Até Ovídio, relativamente ao qual
se disse que a sua obra, de todos os poemas eróticos da Antiguidade, oferece a conceptualização
e a representação da sexualidade mais bem conseguidas, respeita essa divisão de
espaços. Ele aceitaria fechar os olhos às múltiplas infidelidades da sua amante
Corina na condição de que ela não as ostentasse em público; Ovídio não lhe pede
que deixe de estar com outros amantes, mas simplesmente que cale os relatos dos
seus encontros: que loucura furiosa é dizer
em pleno dia aquilo que a noite oculta e contar em público aquilo que se faz em
segredo! Até as prostitutas, especifica o autor, aquelas que se entregam
ao primeiro que aparecer, afastam as pessoas e fecham o ferrolho atrás de si e do
seu cliente. Em A Arte de amar, compara o acto de amor com os cultos a mistérios
que exigem dos seus iniciados que respeitem a lei de silêncio absoluto.
Certamente que o acto sexual diz respeito a toda a gente, mas quer realizar-se em
segredo. Inclusivamente Vénus cobre com a
mão esquerda os seus charmes secretos, num gesto de pudor.

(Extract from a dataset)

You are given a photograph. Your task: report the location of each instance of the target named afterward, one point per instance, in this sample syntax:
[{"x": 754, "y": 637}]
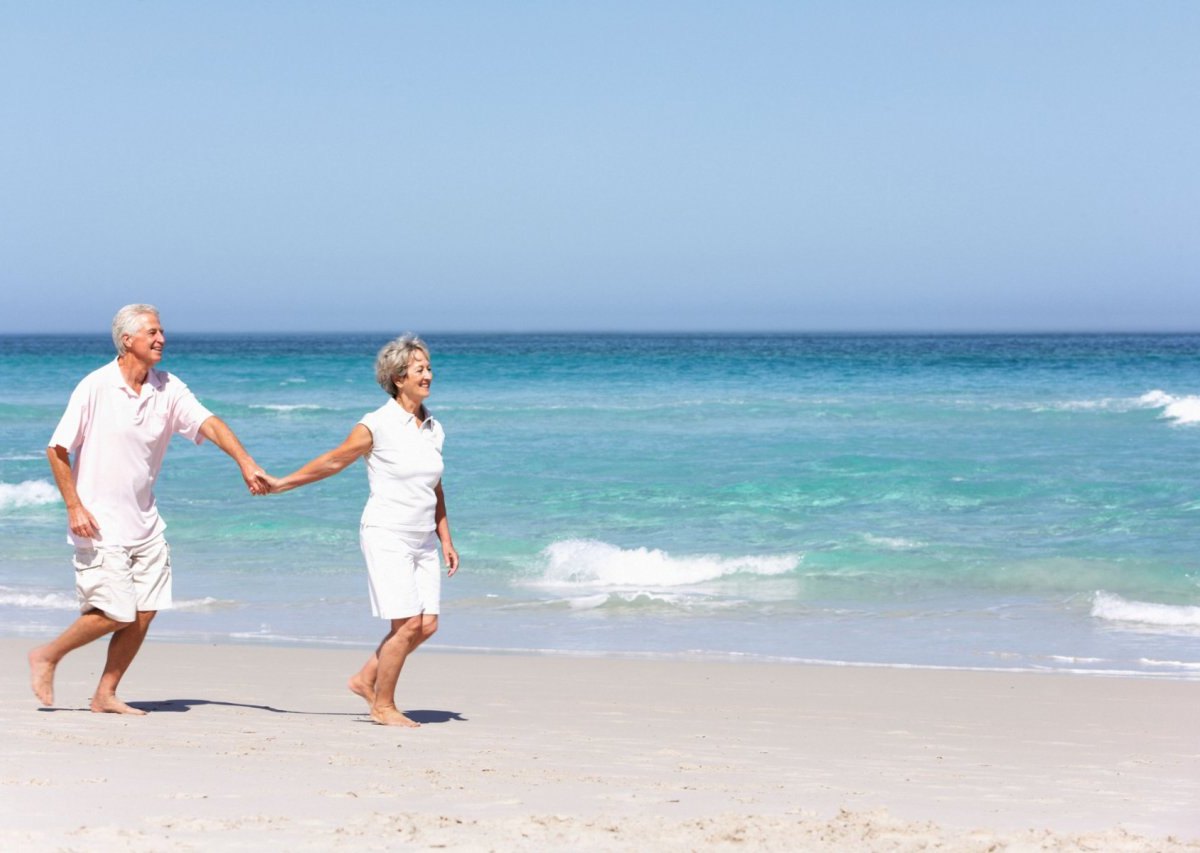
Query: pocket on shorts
[{"x": 87, "y": 558}]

Esta noção de pudor
continua a ser essencial até ao último, em data, dos poetas elegíacos augustianos:
ele lembra que os amores furtivos requerem um quarto fechado, se não em trevas
pelo menos numa semiobscuridade, e que as partes sexuais permaneçam veladas sob
uma peça de roupa.
Porém, infelizmente, a sua época já
não respeita o pudor de outrora e os jovens empenham-se a exibir em pleno dia as
conquistas sexuais da noite. Ovídio prefere a
fé inquebrantável dos mistérios para proteger os seus amores. O silêncio
é, portanto, a regra na sociedade romana, e continuará a sê-lo durante muito tempo.
Marcial atesta a sobrevivência do tabu do olhar sobre o acto sexual na época imperial,
quando lembra que a cortesã afasta as testemunhas
com uma cortina e um ferrolho, e [que] as brechas raramente são visíveis nos
lupanares do Summemmium. As escavações de Pompeia revelaram de facto a existência
de lupanares com quartos dotados de uma cama em alvenaria ao fundo, fechados por
uma cortina. Dois mitos testemunham igualmente o interdito do olhar sobre a nudez
do corpo desejável e sobre os prazeres do amor que daí decorrem. O caçador Acteão,
que viu o corpo nu de Diana enquanto esta se banhava, foi transformado pela deusa
em veado, acabando por ser perseguido pelos seus próprios cães, que não o reconheceram
e o fizeram em pedaços.
A interpretação sexual deste mito
do voyeurismo foi a que conheceu mais sucesso. No romance de Apuleio, Acteão é duplamente
culpado e sacrílego: por um lado, o seu olhar humano ousa dirigir-se ao divino e
maculá-lo; por outro, espia e surpreende o segredo do corpo feminino. E esse segredo,
ou, mais exactamente, a obscuridade do segredo feminino revelado na sua forma mais
aterradora, condena o caçador de desejos a tornar-se um olhar sem fala antes de
ser morto. Todavia, o mito de Psique e Cupido, relatado no coração das Metamorfoses de Apuleio, desloca essa
problemática do desejo e do olhar concupiscente para a problemática do
conhecimento, do amor e da beleza. Psique, fechada num palácio maravilhoso, recebe
todas as noites um marido desconhecido
que a proíbe de olhar para ele, sob pena de o perder para todo o sempre. Porém,
uma noite, Psique resolve transgredir o interdito e põe a descoberto o corpo daquele
que se revela como sendo Cupido, o deus dos desejos, Amor, o deus do amor. O palácio
de Cupido é o lugar simbólico da intimidade, do segredo que sugere o indizível.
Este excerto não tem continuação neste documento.